We reanalysed the Hapke et al. [10] and Lüdemann [11] microsatellite data using only the samples included in this study. Like in Hapke et al. [10], we used the Bayesian classification methods Structure v. 2.3.4 ([19]; see the electronic supplementary material for details) and NewHybrids v. 1.1 to detect hybrids. For Structure, 20 runs using K = 2 were used to calculate the average membership coefficients by creating an optimal alignment using the full-search algorithm implemented in Clumpp v. 1.1.2 [31]. To keep the results directly comparable with Hapke et al. [10], we used the same threshold for the detection of hybrids: a sample was considered a hybrid when the posterior probability for assignment to the species of their mitochondrial haplotype was ≤0.9 for Structure or ≤0.5 in NewHybrids, and part of a specific hybrid category when the corresponding probability was greater than 0.5.

(e) Comparison of microsatellites and single nucleotide polymorphisms using simulations

Using simulations, we compared the performance of microsatellites and SNPs for detecting hybrids. The hybriddetective R package [30] was used to generate multi-generational hybrids from both the microsatellite and SNP data. First, unadmixed murinus and griseorufus individuals were created by randomly drawing two alleles per locus from the allopatric reference populations, without replacement. For subsequent F1 samples, one allele per locus was drawn from an unadmixed individual of each species. This procedure, drawing from the appropriate population, was continued for F2 and backcross individuals. In total, 60 simulated individuals were created: 20 each of unadmixed griseorufus and murinus, and five each of F1, F2, F1 x unadmixed griseorufus, and F1 x unadmixed griseorufus. Ancestry assignment was compared between microsatellites and SNPs by running Structure and NewHybrids, as described above, on the simulated genotypes.

(f) Phylogenetic inference

To enable subsequent tests of gene flow and demographic modelling, we determined relationships among all murinus s.l. and griseorufus individuals sampled by our study, using three M. rufus individuals as an outgroup. First, we used the NeighborNet method implemented in SplitsTree v. 4.14.4 [32]. This method visually displays phylogenetic conflict in an unrooted tree and thus shows phylogenetic relationships while also allowing for the detection of potentially admixed populations and individuals. Second, we used TreeMix v. 1.13 [33] to estimate relationships among predefined populations (gri-W, gri-C, mur-W, mur-C and mur-E) both with and without admixture events among populations.

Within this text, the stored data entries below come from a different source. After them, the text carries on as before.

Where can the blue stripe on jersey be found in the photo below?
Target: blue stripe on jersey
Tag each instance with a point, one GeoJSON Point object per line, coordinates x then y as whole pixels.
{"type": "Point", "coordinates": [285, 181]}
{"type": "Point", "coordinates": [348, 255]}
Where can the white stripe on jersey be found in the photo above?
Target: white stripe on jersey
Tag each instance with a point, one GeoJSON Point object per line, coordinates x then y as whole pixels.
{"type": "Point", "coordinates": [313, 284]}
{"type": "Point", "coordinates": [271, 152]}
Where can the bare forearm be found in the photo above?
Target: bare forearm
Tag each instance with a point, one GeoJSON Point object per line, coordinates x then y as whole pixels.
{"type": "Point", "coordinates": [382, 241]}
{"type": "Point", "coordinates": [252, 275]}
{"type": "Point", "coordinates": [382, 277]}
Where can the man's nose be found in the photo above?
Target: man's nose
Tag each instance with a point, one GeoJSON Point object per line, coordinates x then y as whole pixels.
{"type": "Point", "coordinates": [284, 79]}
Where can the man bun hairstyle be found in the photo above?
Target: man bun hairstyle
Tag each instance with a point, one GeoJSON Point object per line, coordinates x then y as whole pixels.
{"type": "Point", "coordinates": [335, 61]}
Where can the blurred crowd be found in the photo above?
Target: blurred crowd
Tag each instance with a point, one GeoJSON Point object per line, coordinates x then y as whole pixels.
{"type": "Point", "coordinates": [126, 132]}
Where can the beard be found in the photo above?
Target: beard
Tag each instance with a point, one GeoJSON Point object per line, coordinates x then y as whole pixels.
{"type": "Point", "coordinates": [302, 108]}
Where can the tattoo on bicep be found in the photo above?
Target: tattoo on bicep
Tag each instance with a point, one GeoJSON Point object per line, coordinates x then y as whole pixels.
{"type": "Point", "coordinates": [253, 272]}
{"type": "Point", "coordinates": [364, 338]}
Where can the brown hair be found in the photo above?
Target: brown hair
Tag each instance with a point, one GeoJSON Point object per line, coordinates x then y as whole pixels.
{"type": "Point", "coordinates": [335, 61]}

(g) Formal admixture statistics

The D-statistic and related formal statistics for admixture use phylogenetic invariants to infer post-divergence gene flow between non-sister populations. We used the qpDstat and F4RatioTest programs of admixtools v. 4.1 [34] to compute four-taxon D-statistics and f4-ratio tests, respectively, to test for gene flow among the predefined mouse lemur populations. For all tests, M. rufus was used as the outgroup. Significance of D-values was determined using the default Z-value reported by qpDstat, which uses weighted block jackknifing.

(h) Demographic modelling

We ran the coalescent-based approaches implemented in G-PhoCS v. 1.3 [35] and BPP v. 4.2 [36], using Markov chain Monte Carlo to jointly infer population sizes, divergence times and migration rates for the three murinus populations (mur-W, mur-C and mur-SE) and the two griseorufus populations (gri-W and gri-SE). While G-PhoCS implements an isolation-with-migration model with continuous gene flow during potentially long periods, the multispecies-coalescent-with-introgression model in BPP models discrete introgression events.

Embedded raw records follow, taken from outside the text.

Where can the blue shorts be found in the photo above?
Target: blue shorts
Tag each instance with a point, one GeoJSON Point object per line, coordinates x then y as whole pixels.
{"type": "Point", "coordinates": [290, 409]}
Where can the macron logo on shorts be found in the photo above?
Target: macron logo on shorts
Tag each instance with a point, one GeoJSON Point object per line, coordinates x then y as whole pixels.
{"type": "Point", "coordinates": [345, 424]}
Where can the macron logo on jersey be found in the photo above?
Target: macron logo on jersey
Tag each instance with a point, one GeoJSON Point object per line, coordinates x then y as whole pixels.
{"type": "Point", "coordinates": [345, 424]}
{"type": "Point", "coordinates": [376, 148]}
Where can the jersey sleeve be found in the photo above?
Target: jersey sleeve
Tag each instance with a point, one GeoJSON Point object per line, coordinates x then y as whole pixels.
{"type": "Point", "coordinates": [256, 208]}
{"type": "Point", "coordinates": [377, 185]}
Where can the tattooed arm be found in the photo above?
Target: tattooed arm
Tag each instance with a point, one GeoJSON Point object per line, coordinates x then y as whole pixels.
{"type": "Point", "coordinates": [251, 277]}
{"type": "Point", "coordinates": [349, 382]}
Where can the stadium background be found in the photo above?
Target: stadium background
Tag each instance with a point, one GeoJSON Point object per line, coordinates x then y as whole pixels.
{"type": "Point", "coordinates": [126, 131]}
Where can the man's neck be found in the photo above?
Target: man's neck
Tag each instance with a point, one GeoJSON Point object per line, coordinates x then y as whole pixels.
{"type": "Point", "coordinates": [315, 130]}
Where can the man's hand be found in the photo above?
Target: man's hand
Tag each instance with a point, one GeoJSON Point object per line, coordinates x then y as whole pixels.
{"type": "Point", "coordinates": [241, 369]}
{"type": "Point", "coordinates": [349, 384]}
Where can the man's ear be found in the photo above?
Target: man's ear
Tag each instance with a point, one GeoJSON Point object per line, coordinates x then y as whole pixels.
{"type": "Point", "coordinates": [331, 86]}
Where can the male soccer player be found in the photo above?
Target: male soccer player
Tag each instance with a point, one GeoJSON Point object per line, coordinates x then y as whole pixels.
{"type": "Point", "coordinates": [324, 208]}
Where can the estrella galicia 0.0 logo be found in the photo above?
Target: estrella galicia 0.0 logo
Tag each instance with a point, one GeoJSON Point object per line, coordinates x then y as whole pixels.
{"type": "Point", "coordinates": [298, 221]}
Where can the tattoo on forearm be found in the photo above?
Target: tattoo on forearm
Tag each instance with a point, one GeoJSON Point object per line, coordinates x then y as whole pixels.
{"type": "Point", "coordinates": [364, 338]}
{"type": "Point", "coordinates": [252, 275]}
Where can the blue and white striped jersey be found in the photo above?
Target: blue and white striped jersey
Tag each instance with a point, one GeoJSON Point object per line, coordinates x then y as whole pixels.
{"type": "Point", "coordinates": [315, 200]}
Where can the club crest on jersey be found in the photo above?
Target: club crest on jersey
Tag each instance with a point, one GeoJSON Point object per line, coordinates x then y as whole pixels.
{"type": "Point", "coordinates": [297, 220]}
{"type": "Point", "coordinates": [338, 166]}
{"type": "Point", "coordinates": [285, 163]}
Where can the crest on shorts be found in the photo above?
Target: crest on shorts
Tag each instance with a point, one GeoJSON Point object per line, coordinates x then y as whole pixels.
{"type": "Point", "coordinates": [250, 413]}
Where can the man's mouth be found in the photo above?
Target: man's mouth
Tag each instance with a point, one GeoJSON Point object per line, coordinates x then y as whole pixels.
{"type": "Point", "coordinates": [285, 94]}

As input for G-PhoCS and BPP, we created full-sequence FASTA files with loci for three individuals per population based on the GATK genotypes (see the electronic supplementary material for details).

We converted the migration rate parameter m to the population migration rate (2 Nm), which is the number of haploid genomes (i.e. twice the number of migrants) in the source population that arrive each generation by migration from the target population. Divergence times, population sizes and the proportion of migrants per generation (m × μ) were converted using empirical estimates of the mutation rate (1.52 × 10−8, [37]) and generation time. For the generation time, we used a lognormal distribution with a mean of ln(3.5) and a standard deviation of ln(1.16) based on two available estimates for Microcebus (4.5 years from [38] and 2.5 years from [39]).

3. Results

(a) Genotyping

GATK genotyping followed by the standard (FS6) filtering procedure for all individuals resulted in a VCF file with 83 individuals and 60 460 SNPs. The equivalent VCF file with only samples from sympatric and parapatric sites in the contact zone area (Andahohela area, figure 1) contained 69 individuals, 12 of which were putative hybrids, and 7180 SNPs. The two less stringent filtering procedures (see Methods) for the contact zone set resulted in the retention of 78 individuals (13 putative hybrids) and 48 556 SNPs, and 79 individuals (18 putative hybrids) and 1360 SNPs, respectively. Sixteen individuals, among which two putative hybrids, did not survive the filtering steps for any of the final VCF files. The full-sequence FASTA file produced for G-PhoCS analyses contained 12 952 loci with an average length of 475 bp. For a comparison of quality control and filtering statistics among populations, see the electronic supplementary material.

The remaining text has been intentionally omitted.